Si parla molto degli Air come riferimento suggestivamente incombente. Però quel sentire morbido, sospeso tra amore, melancolia, sensualità in odore di discomusic e francesismi in minore, rimanda anche alla sagoma barbuta di Sebastien Tellier. “Deadly Valentine” e “Sylvia Says” sono i momenti più estroversi: electro pop e aperture melodiche. “Rest” e “Ring-A-Ring O’Roses” gli fanno da contraltare con quell’intimismo barocco che conosciamo. E poi, nelle tracce finali (sembra di spoilerare, tanto è cinematografico) il dolore ispessito cavalca in progressione gli umori disco-funk di quasi quaranta anni fa. La leggerezza fuori e l’epica dentro.

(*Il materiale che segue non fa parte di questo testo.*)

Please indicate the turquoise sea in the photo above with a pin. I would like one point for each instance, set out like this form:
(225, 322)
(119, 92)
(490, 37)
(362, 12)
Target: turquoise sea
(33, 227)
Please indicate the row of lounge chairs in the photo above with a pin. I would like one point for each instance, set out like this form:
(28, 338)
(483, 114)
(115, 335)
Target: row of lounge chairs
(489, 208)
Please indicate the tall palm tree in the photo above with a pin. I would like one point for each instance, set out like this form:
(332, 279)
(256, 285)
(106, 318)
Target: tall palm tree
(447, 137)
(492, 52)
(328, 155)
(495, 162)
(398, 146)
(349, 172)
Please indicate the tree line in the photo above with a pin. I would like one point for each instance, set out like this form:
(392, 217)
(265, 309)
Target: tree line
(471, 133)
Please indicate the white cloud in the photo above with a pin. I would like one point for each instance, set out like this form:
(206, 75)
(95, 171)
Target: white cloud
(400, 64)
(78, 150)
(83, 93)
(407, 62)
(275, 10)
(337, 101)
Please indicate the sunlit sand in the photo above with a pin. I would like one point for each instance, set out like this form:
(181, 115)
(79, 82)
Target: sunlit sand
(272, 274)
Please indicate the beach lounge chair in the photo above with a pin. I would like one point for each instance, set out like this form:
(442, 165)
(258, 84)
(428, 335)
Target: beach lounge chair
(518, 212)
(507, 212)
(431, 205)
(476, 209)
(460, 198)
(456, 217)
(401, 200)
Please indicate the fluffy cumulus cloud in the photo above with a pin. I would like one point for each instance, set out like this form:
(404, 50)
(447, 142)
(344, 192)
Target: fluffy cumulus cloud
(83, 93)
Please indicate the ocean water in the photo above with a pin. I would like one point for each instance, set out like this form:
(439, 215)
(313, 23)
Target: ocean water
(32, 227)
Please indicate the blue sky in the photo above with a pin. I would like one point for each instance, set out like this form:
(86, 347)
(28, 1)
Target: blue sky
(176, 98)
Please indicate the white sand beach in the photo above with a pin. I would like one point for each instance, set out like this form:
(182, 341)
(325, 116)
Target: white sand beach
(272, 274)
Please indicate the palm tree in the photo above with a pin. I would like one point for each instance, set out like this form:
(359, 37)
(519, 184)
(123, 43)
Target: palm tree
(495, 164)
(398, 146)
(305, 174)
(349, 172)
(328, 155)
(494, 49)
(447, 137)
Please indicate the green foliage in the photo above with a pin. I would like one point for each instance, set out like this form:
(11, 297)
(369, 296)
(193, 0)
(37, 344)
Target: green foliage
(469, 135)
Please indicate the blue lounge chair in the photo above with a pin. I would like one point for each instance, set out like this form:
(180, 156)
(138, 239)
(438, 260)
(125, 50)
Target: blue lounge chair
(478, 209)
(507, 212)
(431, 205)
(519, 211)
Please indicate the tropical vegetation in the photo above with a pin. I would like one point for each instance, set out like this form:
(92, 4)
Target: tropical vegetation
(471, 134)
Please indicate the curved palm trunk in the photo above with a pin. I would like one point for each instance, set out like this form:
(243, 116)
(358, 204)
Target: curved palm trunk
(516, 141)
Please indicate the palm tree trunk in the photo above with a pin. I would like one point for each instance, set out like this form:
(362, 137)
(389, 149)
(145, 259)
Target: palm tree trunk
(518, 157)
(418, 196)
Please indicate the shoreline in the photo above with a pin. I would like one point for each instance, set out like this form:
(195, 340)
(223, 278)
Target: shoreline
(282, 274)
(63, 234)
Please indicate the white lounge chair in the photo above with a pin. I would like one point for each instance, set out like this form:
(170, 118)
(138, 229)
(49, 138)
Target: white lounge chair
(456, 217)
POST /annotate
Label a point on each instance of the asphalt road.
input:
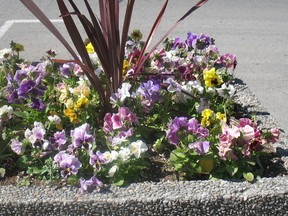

D’accordo, la protagonista di Rest usa i tanti ingredienti che porta in dote, questo è vero. Ma gli ingredienti non si traducono in risultato da soli. E se fosse proprio questa la cifra personale della Gainsbourg? Paul McCartney e de Homem-Christo, entrambi della partita, non garantiscono nulla da soli, no? Qui tutto è davvero nelle mani di una che ha la sua forza nell’unire e connettere mondi, linguaggi, persone, artisti ed epoche. Allora diventa difficile fare un appunto su qualche eventuale mancanza di personalità. Suonerebbe pregiudiziale a fronte di un disco come “Rest”, misurato e coeso senza essere prevedibile. Un lavoro che mostra la patina insieme alle ferite. Magari Serge Gainsbourg e Jane Birkin hanno “semplicemente” fatto una figlia. Che a sua volta si è fatta capolavoro.